Employees at a Starbucks store in New Orleans voted to form a union, becoming the first of the coffee giant’s locations in Louisiana to unionize.
Ballots were cast Friday and Saturday 11-1 in favor of joining Workers United, which represents the unionized Starbucks stores, WWNO-FM reported. Two ballots were challenged, the station said.
The New Orleans vote is the latest in a series of wins for labor at Starbucks stores across the nation, and comes about a week after workers in Birmingham, Alabama, voted 27-to-1 to become that state’s first unionized Starbucks.
Barista Caitlyn Pierce and others wanted to unionize because of regular shifts where they were overworked and understaffed, the station reported.

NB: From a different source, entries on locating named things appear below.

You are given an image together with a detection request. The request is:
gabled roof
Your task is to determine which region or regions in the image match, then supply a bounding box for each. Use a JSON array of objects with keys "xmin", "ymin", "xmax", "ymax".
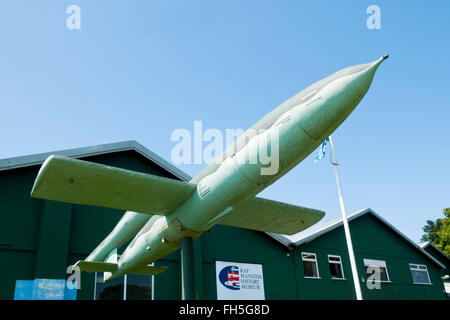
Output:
[
  {"xmin": 0, "ymin": 140, "xmax": 191, "ymax": 181},
  {"xmin": 267, "ymin": 208, "xmax": 445, "ymax": 269}
]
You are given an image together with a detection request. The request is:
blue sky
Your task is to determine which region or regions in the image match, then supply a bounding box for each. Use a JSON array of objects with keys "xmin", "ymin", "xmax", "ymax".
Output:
[{"xmin": 0, "ymin": 0, "xmax": 450, "ymax": 241}]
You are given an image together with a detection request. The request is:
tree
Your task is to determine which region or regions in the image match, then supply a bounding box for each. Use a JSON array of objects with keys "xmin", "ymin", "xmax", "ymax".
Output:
[
  {"xmin": 420, "ymin": 219, "xmax": 442, "ymax": 244},
  {"xmin": 436, "ymin": 208, "xmax": 450, "ymax": 256},
  {"xmin": 421, "ymin": 208, "xmax": 450, "ymax": 256}
]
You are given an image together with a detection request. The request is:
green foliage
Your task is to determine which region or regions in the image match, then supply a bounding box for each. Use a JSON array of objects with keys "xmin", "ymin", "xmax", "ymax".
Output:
[
  {"xmin": 420, "ymin": 219, "xmax": 442, "ymax": 244},
  {"xmin": 435, "ymin": 208, "xmax": 450, "ymax": 256},
  {"xmin": 421, "ymin": 208, "xmax": 450, "ymax": 256}
]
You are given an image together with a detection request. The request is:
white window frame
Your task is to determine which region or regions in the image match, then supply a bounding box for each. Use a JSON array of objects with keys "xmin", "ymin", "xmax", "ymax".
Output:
[
  {"xmin": 328, "ymin": 254, "xmax": 347, "ymax": 280},
  {"xmin": 301, "ymin": 252, "xmax": 320, "ymax": 279},
  {"xmin": 409, "ymin": 263, "xmax": 432, "ymax": 285},
  {"xmin": 363, "ymin": 259, "xmax": 392, "ymax": 283}
]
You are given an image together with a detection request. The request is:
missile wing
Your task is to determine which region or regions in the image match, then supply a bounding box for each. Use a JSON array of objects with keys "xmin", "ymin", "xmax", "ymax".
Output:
[
  {"xmin": 218, "ymin": 197, "xmax": 325, "ymax": 235},
  {"xmin": 31, "ymin": 155, "xmax": 196, "ymax": 215},
  {"xmin": 74, "ymin": 261, "xmax": 167, "ymax": 276}
]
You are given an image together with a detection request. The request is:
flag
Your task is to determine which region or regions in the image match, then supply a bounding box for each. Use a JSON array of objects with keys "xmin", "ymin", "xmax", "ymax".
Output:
[{"xmin": 314, "ymin": 137, "xmax": 330, "ymax": 162}]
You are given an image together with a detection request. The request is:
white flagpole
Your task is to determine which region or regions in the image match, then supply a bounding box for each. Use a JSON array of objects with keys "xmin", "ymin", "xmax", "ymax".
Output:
[{"xmin": 330, "ymin": 136, "xmax": 363, "ymax": 300}]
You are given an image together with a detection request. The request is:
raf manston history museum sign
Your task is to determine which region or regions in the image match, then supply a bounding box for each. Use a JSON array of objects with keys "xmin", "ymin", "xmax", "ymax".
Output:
[{"xmin": 216, "ymin": 261, "xmax": 264, "ymax": 300}]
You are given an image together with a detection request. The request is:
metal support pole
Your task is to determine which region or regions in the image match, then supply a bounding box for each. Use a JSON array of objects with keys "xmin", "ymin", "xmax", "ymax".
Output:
[
  {"xmin": 181, "ymin": 237, "xmax": 195, "ymax": 300},
  {"xmin": 330, "ymin": 136, "xmax": 363, "ymax": 300}
]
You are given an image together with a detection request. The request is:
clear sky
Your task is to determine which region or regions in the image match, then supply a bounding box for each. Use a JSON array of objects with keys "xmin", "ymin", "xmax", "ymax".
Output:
[{"xmin": 0, "ymin": 0, "xmax": 450, "ymax": 242}]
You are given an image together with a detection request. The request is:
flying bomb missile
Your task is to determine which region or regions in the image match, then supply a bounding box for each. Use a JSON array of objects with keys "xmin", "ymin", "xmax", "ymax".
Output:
[{"xmin": 31, "ymin": 55, "xmax": 388, "ymax": 279}]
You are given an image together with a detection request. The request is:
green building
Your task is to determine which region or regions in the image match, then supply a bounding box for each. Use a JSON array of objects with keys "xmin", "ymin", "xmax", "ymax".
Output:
[{"xmin": 0, "ymin": 141, "xmax": 448, "ymax": 299}]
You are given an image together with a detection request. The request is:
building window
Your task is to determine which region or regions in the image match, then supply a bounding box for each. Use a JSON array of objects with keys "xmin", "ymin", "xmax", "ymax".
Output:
[
  {"xmin": 94, "ymin": 272, "xmax": 153, "ymax": 300},
  {"xmin": 409, "ymin": 263, "xmax": 431, "ymax": 284},
  {"xmin": 328, "ymin": 254, "xmax": 344, "ymax": 279},
  {"xmin": 302, "ymin": 252, "xmax": 319, "ymax": 279},
  {"xmin": 364, "ymin": 259, "xmax": 390, "ymax": 282}
]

“I’m feeling amazing,” Pierce said. “This is something we worked so hard for and it’s just great to finally get here.”
Starbucks has fought unionization efforts, saying its 9,000 company-owned U.S. stores function best when Starbucks works directly with employees, which the company calls “partners.”
In a statement Sunday, Starbucks said it was “listening and learning,” and added, “We respect our partner’s right to organize.” The statement didn’t say whether the company would challenge the vote.
Billie Nyx, lead organizer of the union campaign, was fired in mid-May for closing the store early without permission from higher management. Nyx is contesting the dismissal, saying it was in retaliation for union advocacy.
Nyx said they will meet with their lawyer and gather those still working at the store to solidify specific demands for the contract negotiations.
To win the changes they seek — like better pay and more reliable schedules — unionized stores must still sit down with Starbucks and negotiate a contract. It’s a painstaking process that can take years.
A Starbucks in Buffalo, New York, became the first in the United States to unionize late last year. Based in Seattle, the company has more than 34,000 stores worldwide.